For the other part - concerning adding wives - the NT does argue against that scenario when setting out rules for deacons and elders in the church...Which should mean that the argumen your using is either mis-interpreted (your argument), or that the law indeed changed. Also, do not forget that multiple wives were frowed upon in the book of Samuel, when dealing with the amount of power that kings were to wield if appointed to lead Israel.

The whole point of Christianity is to be 'like Christ'. Did Christ have multiple wives? Did he own slaves? Jesus Christ is our rule for right living, and last I checked...He didn't have any gross moral failures by today's standards. Better yet, did any of the NT apostles have multiple wives, slaves? I can't think of any there, either.

 

 

You're kind of arguing my point, I think you are conflating what I'm saying as an argument against christianity. Rather I am arguing that our morality is not divinely inspired, and that our culture has to do with what we deem good and evil. You can discipline your child to death, and today that isn't tolerated. But in the israelites time, it was very much tolerated, and in fact commanded. The point is that the OT shows that our morality has evolved, it isn't intrinsic, we don't just have a sense of automatic right and wrong. The fact that you find the OT's views on slavery questionable, try to find some room so that permanent servitude and violence towards slaves isn't so bad, and that you resort to using the NT to show that the OT is wrong about polygamy shows that we have come a long way from the genocidal, mysogynistic, barbarians of the OT. It's great that Jesus was nothing like the patriarchs that employed the death penalty for the smallest of offenses, even for children.

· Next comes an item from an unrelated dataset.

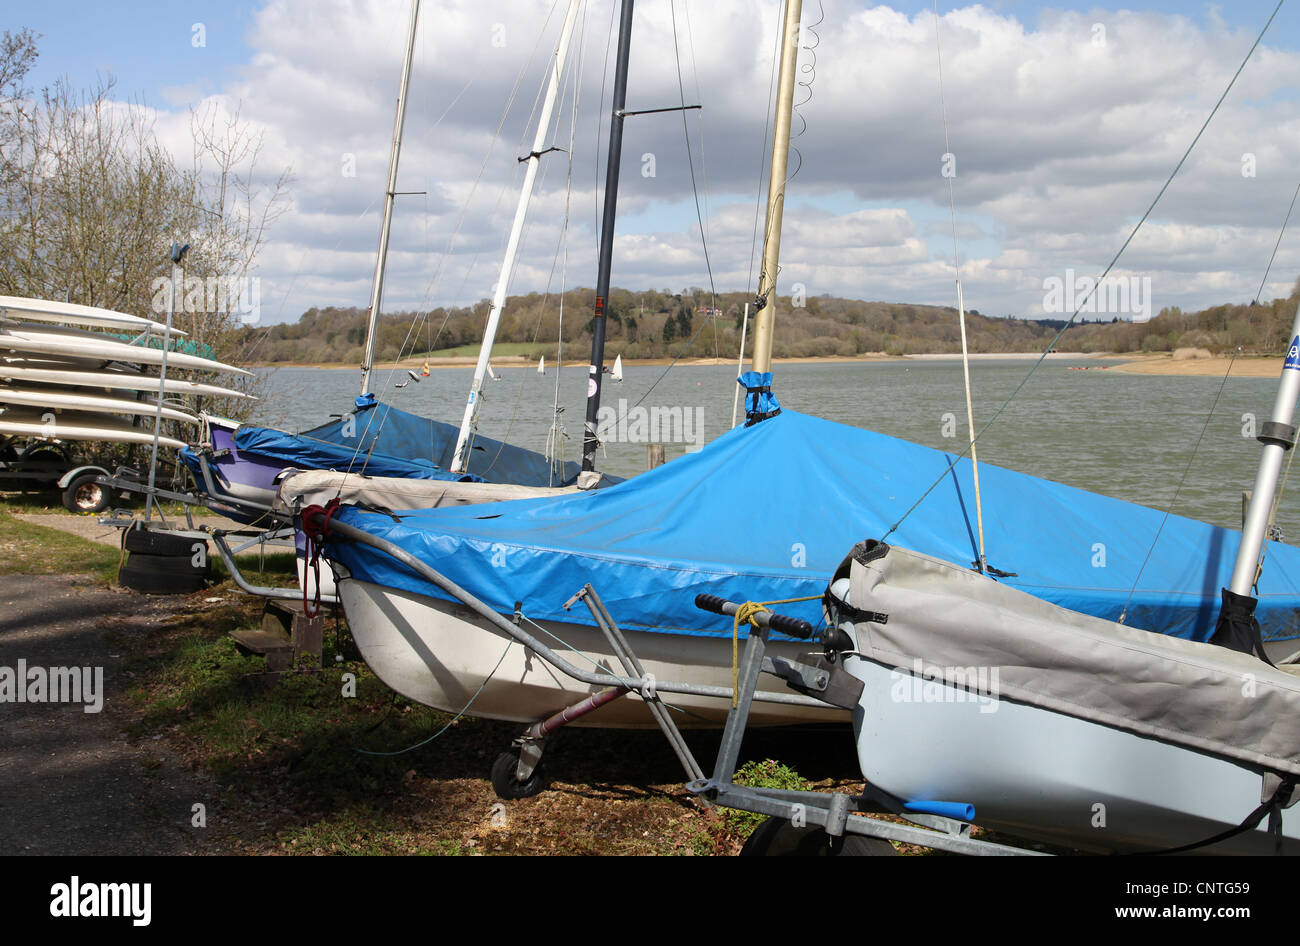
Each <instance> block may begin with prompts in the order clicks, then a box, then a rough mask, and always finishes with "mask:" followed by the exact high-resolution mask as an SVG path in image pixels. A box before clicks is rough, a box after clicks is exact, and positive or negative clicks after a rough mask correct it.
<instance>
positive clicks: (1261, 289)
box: [1255, 185, 1300, 301]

It's great that he wasn't a polygamist, and it's great that he wasn't demanding the genocide of the romans, and it's great he wasn't telling his disciples to go collect some slaves from neighboring countries. But that's exactly what God commanded his people to do and that's the Law he gave them in the OT. It's great that you think that those are bad things, that's because today's moral zeitgeist frowns upon throwing rocks at a child until he dies as a punishment for his disobedience, or bringing shame to his parents.

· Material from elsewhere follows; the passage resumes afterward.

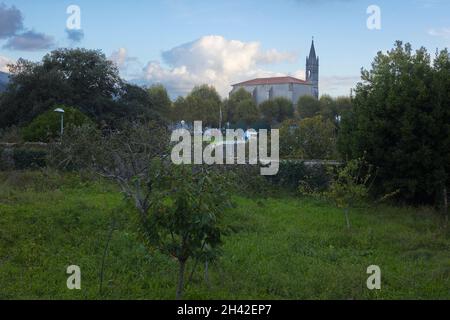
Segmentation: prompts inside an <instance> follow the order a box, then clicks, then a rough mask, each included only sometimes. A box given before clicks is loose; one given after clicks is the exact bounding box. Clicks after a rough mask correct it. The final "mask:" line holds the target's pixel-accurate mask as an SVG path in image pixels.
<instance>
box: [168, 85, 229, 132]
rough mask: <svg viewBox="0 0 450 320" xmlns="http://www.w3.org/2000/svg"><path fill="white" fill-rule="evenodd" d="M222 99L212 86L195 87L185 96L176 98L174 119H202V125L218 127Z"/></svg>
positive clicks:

My point is that a person can't look at the laws god gave his people and find them questionable, and at the same time say god inspired our morality. If a person can't look at god talking about how he's going to gather the medes together so that they can gang rape mens wives and murder their children while they watch and say "Yeah, that's totally a righteous an appropriate thing to do. It's perfectly loving and just well tempered punishment for the babylonians." then a person can't claim that their morality is divinely inspired by that same god. If a person can't look at the OT's god's views on slavery, capturing foreign women and forcing them to be your wife, executing children by the thousands, and using the most brutal forms of capital punishment for minor crimes,  then they can't in honesty say that such a god is the source of their morality. Like the Buddha , the Christ was a great humanist philosopher, but his views on ethics are in almost direct opposition to the god he claims to be (or be the son of depending on your sect). Which is a very very good thing.